Supported inference: plasma biomarker models can preserve high amyloid-PET discrimination across cohorts while losing clinically important rule-out reliability because calibration, assay distribution, and prevalence shift.
Unsupported inference: Alzheimer’s blood biomarkers are unusable. The p-tau217 and Aβ42/40 signal remained coherent, and adjacent clinical literature still supports blood biomarkers as triage tools when local assay thresholds and confirmatory pathways are defined.2,3,4
Practical implementation: model reports should include AUC, calibration plots, Brier score, PPV, NPV, prevalence, assay platform, and an external-validation cohort that resembles the intended deployment site. AUC alone is too thin for a rule-out claim.

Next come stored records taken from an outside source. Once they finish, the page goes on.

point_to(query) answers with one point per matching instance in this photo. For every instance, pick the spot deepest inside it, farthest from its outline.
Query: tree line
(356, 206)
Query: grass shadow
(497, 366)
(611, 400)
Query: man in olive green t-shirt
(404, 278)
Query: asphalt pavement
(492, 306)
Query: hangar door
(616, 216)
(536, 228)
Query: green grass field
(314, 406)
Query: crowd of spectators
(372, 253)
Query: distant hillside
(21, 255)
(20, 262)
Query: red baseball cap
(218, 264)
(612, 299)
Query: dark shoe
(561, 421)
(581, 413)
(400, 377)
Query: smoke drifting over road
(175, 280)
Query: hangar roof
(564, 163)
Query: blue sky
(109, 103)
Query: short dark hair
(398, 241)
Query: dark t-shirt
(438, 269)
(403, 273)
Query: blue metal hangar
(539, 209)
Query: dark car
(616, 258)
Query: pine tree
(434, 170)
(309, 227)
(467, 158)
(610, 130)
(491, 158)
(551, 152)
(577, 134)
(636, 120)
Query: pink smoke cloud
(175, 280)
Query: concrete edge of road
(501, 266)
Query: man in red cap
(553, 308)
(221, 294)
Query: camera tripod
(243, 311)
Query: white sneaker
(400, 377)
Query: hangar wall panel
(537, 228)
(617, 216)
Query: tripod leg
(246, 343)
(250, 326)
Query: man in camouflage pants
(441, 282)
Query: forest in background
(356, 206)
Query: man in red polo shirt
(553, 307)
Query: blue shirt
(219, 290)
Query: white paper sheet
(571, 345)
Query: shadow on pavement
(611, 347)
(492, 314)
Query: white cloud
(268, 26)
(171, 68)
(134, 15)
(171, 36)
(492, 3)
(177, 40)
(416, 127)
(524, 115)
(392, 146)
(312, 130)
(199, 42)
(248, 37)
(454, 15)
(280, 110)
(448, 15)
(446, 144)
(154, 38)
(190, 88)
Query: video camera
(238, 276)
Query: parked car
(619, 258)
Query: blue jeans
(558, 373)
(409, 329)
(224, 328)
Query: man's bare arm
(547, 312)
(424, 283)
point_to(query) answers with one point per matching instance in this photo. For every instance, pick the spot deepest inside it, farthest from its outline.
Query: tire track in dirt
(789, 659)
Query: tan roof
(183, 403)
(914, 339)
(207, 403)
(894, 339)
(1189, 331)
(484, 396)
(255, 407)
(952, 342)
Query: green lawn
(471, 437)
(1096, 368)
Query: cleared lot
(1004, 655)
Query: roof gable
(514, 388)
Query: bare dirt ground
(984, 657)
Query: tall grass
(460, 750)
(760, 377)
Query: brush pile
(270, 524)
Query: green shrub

For clinicians, the practical question is whether a negative result safely changes the next step. If confirmatory PET, cerebrospinal-fluid testing, or repeat biomarker testing remains necessary, the model is a triage aid rather than a rule-out endpoint.
For trial recruitment, the same calibration problem can waste scans and exclude the wrong people if the model threshold is imported from another cohort unchanged.
Questions About Alzheimer’s Blood Biomarker Models
Does this mean plasma p-tau217 is unreliable?
No. Plasma p-tau217 remained the dominant predictor in the Korni analysis, and multiple external studies support its diagnostic value for Alzheimer’s pathology.1,4,6
The narrower message is that a p-tau217-based model needs calibration in the population and assay environment where it will be used.
Why can AUC look good while NPV falls?
AUC measures ranking: amyloid-positive people generally score higher than amyloid-negative people. NPV measures a decision result: after a negative screen, how often is the person truly amyloid-negative?
NPV changes with prevalence and threshold behavior. A model can rank people fairly well but still give less dependable rule-out decisions when moved into a cohort with a different amyloid base rate.
Should a negative blood-biomarker screen rule out Alzheimer’s pathology?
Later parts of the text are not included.